Richard D. Wolff
So now we know about the $15 billion plus 2010 pay package for Goldman Sachs partners and employees. The top rungs will get their many millions each, with lesser and lesser amounts going down the GS hierarchy. The mass of its over 35,000 employees will, as usual, get much, much less than the top. In addition, the appreciation of Goldman's share prices likewise adds billions to employees who got stock options which were likewise distributed very unequally throughout the firm. The unequal division of rewards within Goldman Sachs mirrors and mocks the far larger social divide it feeds.
While vast wealth flows for the tops of finance, austerity is the watchword across the nation. Every one of the 50 state governments and nearly all of the thousands of city and town governments are sharply reducing their citizens' economic wellbeing. Their debates concern the mix of raised taxes and reduced public payrolls and services to impose on a citizenry already reeling from the continuing economic crisis conditions: high unemployment, home foreclosures, job insecurities, and benefit reductions.

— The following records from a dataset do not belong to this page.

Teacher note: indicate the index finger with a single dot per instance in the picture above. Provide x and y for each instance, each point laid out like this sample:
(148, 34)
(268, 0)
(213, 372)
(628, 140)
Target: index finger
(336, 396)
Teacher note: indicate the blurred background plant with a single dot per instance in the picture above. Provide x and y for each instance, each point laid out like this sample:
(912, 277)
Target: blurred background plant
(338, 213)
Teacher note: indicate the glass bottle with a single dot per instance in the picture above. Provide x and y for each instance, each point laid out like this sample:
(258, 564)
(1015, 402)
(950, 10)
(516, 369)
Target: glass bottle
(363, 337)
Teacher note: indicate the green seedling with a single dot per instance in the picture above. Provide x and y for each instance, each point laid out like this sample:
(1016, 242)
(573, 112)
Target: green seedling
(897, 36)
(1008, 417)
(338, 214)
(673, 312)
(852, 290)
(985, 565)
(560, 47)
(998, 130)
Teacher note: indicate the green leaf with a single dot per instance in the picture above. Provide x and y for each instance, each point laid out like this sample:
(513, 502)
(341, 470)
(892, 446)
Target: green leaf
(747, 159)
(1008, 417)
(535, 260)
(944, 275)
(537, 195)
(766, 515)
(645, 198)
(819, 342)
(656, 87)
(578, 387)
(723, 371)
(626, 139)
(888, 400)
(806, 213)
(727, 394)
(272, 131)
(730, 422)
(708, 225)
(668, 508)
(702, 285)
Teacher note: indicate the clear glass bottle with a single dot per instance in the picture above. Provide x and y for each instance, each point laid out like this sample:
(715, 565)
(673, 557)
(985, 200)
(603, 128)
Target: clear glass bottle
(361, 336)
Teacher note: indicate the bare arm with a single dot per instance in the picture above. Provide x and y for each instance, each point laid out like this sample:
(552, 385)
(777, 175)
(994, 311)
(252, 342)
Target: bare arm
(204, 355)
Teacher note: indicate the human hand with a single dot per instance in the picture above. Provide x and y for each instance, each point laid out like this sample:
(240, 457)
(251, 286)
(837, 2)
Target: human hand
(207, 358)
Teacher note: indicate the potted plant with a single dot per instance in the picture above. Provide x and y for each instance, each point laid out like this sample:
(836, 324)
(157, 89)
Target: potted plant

US capitalism continues to dole out wealth for a few and austerity for the mass. Economic and social divisions helped bring on the crisis. Wage stagnation since the 1970s had enabled profits to boom, but it also provoked family debts and financial speculation that spiraled to the far side of sustainability. As the crisis deepened, rising unemployment turned wage stagnation into wage and job benefits declines. Home ownership for millions deteriorated into a mass of empty homes confronting stunned ex-homeowners. Economic and social divisions deepened and hardened. Now, in the next act of an accumulating social tragedy, the government's responses -- austerity -- drive yet another degree of separation between the 10% at the top (of the nation's corporate pyramid and of its income and wealth distributions) and everyone else.
Just like speculation in credit default swaps and "jumbo" mortgages for people without jumbo incomes, deepening economic divisions will prove unsustainable. Clearly Goldman Sachs, JP Morgan Chase, and the other financial giants either do not see or do not care about that deepening. In any case, they take no responsibility for producing or preventing or offsetting it.
Meanwhile, deprived of all but a few, weak organizations to articulate a clear, critical analysis of what is happening, the mass of US citizens watch, demoralized, and fume. Millions of former supporters turn away from a President as his promises of "hope and change" fade from memory or become objects of bitter humor. The space is cleared for the Tea Party to displace anger over deepening economic divisions as epitomized in big banks' pay packages onto politicians in general and Democrats in particular. Offering only another variant of austerity, the Republicans guarantee that they too take no responsibility to change the basic direction of this society's trajectory. Economic and social divisions will keep deepening.
The new governor of California announced last week that he proposed to cut about $1.5 billion from the largest and arguably the best state system of higher education in the country. Such a cut will further damage the quantity and quality of the skilled and hi-tech work force on which the nation's economic future depends. Governor Brown also proposed about $1 billion in cuts to the Medi-Cal program providing health care to hundreds of thousands of California's poorest residents. Now, remember Goldman Sachs' pay package mentioned above, plus the other big banks' comparable payouts. More than yet another glaring contribution to social division, the contrast illuminates the path to self-destructive social implosion.